Kamala Harris Accused of Multiple Incidents of Plagiarism in 2009 Book
A self-proclaimed ‘plagiarism hunter’ found around a dozen incidents of apparent plagiarism.
Vice President Kamala Harris is being accused of plagiarizing several portions of her 2009 book “Smart on Crime: A Career Prosecutor’s Plan to Make Us Safer,” nearly four decades after President Biden’s first bid for the White House was sunk by his own plagiarism scandal.
The allegations surfaced after Stefan Weber, who has made a name for himself by bringing to light incidents of plagiarism committed by German politicians, examined “Smart on Crime,” which was co-written by Ms. Harris and Joan O’C. Hamilton. Conservative activist Christopher Rufo looked into the allegations and found “more than a dozen” offenses.
Mr. Rufo notes some examples are “minor transgressions — reproducing small sections of text; insufficient paraphrasing.” However, other portions of the book are ripped word-for-word from different sources without proper attribution.
The Sun also reviewed the passages and found language identical to other materials without attribution.
One passage of “Smart on Crime” focuses on the graduation rates of public schools in large cities.
The passage in the book reads, “In Detroit’s public schools, only 25 percent of the students who enrolled in grade nine graduated from high school, while 30.5 percent graduated in Indianapolis public schools and 34 percent received diplomas in the Cleveland Municipal City School District. Overall, about 70 percent of the U.S. students graduate from public and private schools on time with a regular diploma, and about 1.2 million students drop out annually. Only about half of the students served by public school systems in the nation’s largest cities receive diplomas.”
While the structure of the paragraph is inverted, several portions of it mirrored the language in a 2008 report from the Associated Press.
“The report, issued by America’s Promise Alliance, found that about half of the students served by public school systems in the nation’s largest cities receive diplomas,” the AP report reads. “Nationally, about 70 percent of U.S. students graduate on time with a regular diploma and about 1.2 million students drop out annually.
The section on Detroit’s public school system appears to have been copied nearly verbatim, “In Detroit’s public schools, 24.9 percent of the students graduated from high school, while 30.5 percent graduated in Indianapolis Public Schools and 34.1 percent received diplomas in the Cleveland Municipal City School District.”
Ms.

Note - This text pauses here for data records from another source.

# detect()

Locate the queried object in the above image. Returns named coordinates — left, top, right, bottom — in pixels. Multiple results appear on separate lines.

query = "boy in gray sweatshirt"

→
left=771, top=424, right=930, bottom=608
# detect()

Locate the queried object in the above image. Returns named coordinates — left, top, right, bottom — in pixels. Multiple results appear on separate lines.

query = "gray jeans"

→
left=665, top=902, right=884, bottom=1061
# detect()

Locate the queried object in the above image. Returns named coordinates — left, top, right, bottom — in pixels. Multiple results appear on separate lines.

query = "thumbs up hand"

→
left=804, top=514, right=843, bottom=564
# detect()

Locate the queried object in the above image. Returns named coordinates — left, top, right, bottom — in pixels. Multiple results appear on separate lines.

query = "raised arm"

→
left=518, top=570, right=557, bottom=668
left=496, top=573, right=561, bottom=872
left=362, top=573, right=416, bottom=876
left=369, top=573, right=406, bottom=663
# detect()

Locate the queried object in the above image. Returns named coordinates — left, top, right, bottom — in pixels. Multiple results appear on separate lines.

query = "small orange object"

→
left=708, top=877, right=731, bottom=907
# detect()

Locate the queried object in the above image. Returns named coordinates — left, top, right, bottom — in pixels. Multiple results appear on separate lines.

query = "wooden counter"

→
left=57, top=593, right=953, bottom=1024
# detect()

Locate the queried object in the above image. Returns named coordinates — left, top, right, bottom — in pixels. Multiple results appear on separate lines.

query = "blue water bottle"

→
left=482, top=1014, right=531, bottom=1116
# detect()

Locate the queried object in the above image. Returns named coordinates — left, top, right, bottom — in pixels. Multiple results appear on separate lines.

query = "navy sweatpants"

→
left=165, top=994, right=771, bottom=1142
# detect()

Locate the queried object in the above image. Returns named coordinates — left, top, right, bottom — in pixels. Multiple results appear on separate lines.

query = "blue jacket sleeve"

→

Harris’ book references newspapers that are “full of stories about all the top students who can’t get into Ivy League schools despite high grade-point averages” and laments that the “less frequently covered” issue of high-school drop-out rates. Her book declines to provide attribution for the AP report about drop-out rates from which the section appears to have copied.
In another example, Ms. Harris and her co-author appear to have copied directly from a press release issued by the John Jay School of Criminal Justice about a North Carolina police department’s strategy to crack down on a drug market.
“High Point had its first face-to-face meeting with drug dealers, from the city’s West End neighborhood, on May 18, 2004. The drug market shut down immediately and permanently, with a sustained 35 percent reduction in violent crime. High Point repeated the strategy in three additional markets over the next three years. There is virtually no remaining public drug dealing in the city, and serious crime has fallen 20 percent citywide,” Ms. Harris’ book reads. “The High Point Strategy has since been implemented in Winston-Salem, Greensboro, and Raleigh, North Carolina; in Providence, Rhode Island; and in Rockford, Illinois. The U.S. Department of Justice is launching a national program to replicate the strategy in ten additional cities.”
Except for spelling out the word “percent,” not abbreviating state names, and including “additional” at the end, that section is a word-for-word match of the John Jay press release.
Mr. Rufo says Ms. Harris appears to have copied directly from Wikipedia in one passage, despite long standing concerns about the online encyclopedia’s accuracy. He also says the book “misstated a relevant detail” from Wikipedia.
The Sun reached out to the Harris campaign for a comment, but did not hear back by publication time.
When the New York Post contacted Ms. Hamilton about the plagiarism allegations, she responded, “Oh gosh. I haven’t seen anything. I’m afraid I can’t talk to you right now, though, I’m in the middle of something. Let me go try to figure that out.”
Senator Vance mocked the vice president over the allegations, writing on X, “Hi, I’m JD Vance. I wrote my own book, unlike Kamala Harris, who copied hers from Wikipedia.”
Mr. Biden had his 1987 presidential bid derailed by a plagiarism scandal after it came to light. The scandal started after Mr. Biden was forced to admit he copied gestures and phrases from the then-leader of Britain’s Labor Party, Neil Kinnock.
Mr. Biden later admitted he also plagiarized from a law review article during his first year of law school, which he said was “a mistake.” Eleven days after the scandal erupted, he dropped out of the race.